Nadal nieznane są przyczyny tragicznego wypadku samolotowego, który miał miejsce w zeszłym tygodniu. Policja podejrzewa, że upadek maszyny najprawdopodobniej spowodował kawałek pękniętej opony, który dostał się do silnika. Funkcjonariusze niebawem przesłuchają jedynych ocalałych z wypadku pasażerów.
W piątek wieczorem DJ AM opuścił szpital, w którym przebywał w stanie ciężkim przez ostatnie parę dni. Natomiast Travis nadal znajduje się na oddziale intensywnej terapii. Muzyk doznał rozległych poparzeń trzeciego stopnia. Cała dolna część ciała Barkera została poważnie uszkodzona. Zwęglona tkanka nie tylko pozostawiła duże blizny, ale także spowodowała częściowy zanik czucia w stopach i łydkach. Organizm Travisa źle reaguje na stosowane leczenie i lekarze orzekli, że będzie musiał pozostać w szpitalu co najmniej trzy tygodnie dłużej.

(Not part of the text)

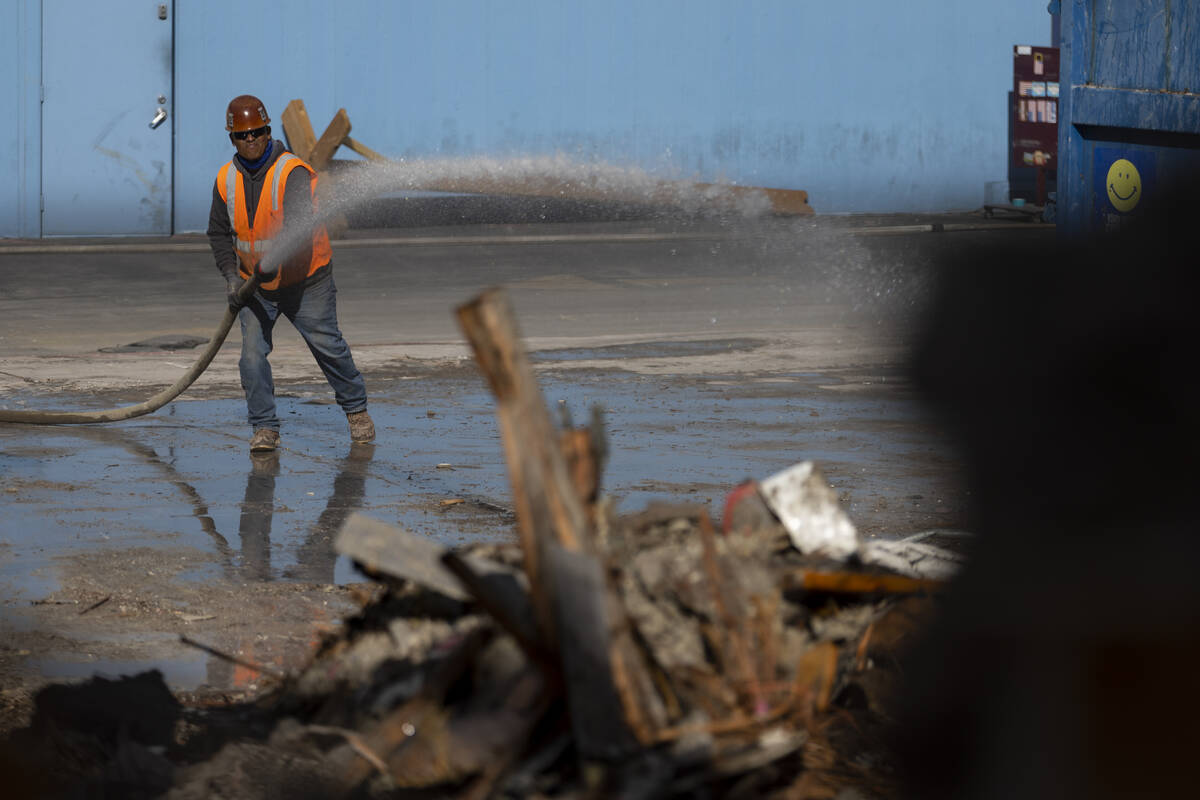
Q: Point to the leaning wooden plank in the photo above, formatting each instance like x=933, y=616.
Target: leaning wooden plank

Barker przesłał swoim fanom pozdrowienia, podziękował za wsparcie i napływające do niego listy:
Jestem bardzo wdzięczny za waszą pomoc. Miałem wiele szczęścia. Dobrze, że w wypadku ucierpiały moje nogi, a nie ręce. Nie wiem, co bym zrobił, gdybym nie mógł już więcej zagrać na perkusji.